An Australian government-ordered inquiry into the national road safety strategy calls for a minimum A$3 billion ($2.15 billion) in annual funding and the rapid deployment and accelerated uptake of proven vehicle-safety technologies and innovation.
James Goodwin, CEO of the Australasian New Car Assessment Program, says that’s what the safety-testing group is trying to achieve.
“Our mandate is to eliminate road trauma through the testing and promotion of safer vehicles,” Goodwin says in a statement. “We are working hard to achieve this through influencing the design, specification and availability of new vehicle models with the latest safety features and technologies.”
“Objective performance testing of autonomous safety technologies is a key focus for ANCAP, and we will continue to raise the bar to ensure Australians are provided with the safest vehicles possible.”
A panel of four was convened to conduct the inquiry.
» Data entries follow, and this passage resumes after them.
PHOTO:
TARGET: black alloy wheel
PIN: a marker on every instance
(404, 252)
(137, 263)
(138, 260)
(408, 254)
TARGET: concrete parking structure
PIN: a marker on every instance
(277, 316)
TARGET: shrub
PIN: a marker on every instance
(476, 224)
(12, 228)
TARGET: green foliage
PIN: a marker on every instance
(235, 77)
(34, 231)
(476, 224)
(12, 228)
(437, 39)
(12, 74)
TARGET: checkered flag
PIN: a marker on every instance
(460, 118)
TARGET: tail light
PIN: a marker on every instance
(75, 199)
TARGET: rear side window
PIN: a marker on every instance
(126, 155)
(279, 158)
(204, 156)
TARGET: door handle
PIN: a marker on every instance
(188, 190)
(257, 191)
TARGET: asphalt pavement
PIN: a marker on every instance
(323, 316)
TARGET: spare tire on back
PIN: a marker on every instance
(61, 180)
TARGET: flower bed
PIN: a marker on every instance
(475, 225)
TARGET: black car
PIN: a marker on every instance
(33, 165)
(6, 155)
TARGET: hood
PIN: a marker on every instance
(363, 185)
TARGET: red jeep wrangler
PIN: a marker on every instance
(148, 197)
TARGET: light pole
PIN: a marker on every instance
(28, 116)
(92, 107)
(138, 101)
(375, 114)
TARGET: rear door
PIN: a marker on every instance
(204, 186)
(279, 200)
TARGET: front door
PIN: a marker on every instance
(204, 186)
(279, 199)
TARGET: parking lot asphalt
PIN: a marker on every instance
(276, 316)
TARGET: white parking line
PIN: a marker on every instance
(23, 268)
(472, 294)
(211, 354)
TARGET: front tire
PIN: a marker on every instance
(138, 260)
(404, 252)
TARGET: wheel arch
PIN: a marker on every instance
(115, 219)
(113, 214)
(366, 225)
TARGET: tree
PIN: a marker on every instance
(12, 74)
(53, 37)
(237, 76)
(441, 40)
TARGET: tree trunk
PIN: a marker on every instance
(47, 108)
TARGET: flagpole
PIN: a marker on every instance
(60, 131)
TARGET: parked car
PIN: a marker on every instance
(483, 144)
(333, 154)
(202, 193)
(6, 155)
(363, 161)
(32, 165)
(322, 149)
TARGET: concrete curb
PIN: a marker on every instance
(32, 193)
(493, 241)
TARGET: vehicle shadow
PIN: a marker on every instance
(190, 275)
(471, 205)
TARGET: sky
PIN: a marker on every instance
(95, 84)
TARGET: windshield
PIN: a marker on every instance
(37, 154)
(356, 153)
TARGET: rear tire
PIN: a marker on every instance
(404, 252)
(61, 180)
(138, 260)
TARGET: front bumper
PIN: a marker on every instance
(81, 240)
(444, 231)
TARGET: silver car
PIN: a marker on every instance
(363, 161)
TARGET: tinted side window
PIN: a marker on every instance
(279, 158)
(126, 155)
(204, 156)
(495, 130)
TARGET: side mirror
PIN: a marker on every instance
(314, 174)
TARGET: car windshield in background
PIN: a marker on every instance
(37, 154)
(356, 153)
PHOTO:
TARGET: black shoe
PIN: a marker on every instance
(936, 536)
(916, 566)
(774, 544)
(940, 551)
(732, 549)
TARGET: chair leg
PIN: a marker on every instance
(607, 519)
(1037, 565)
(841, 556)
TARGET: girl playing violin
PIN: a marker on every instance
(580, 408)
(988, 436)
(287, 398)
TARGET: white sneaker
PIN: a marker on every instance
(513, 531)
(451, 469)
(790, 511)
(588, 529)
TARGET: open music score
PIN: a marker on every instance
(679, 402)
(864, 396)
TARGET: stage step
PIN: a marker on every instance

Their report says more than 1,200 people are killed and at least 36,000 are hospitalized through traffic accidents annually in Australia.
Among its 12 recommendations are a target of zero road deaths by 2050, with an interim target of zero for all major capital-city business districts and high-volume highways by 2030.
Goodwin says an area that requires greater focus is the age of the vehicle fleet and its direct correlation to road fatalities.
“There are more than 2.7 million registered vehicles on our roads aged 15 years or older,” he says. “These vehicles are unlikely to be fitted with safety features that we now expect from new vehicles. So, not only do we need to focus attention to accelerate the uptake of new vehicles with the latest safety technologies – if tangible safety benefits are to be realized, we must implement ways and set targets to reduce the age of the fleet.”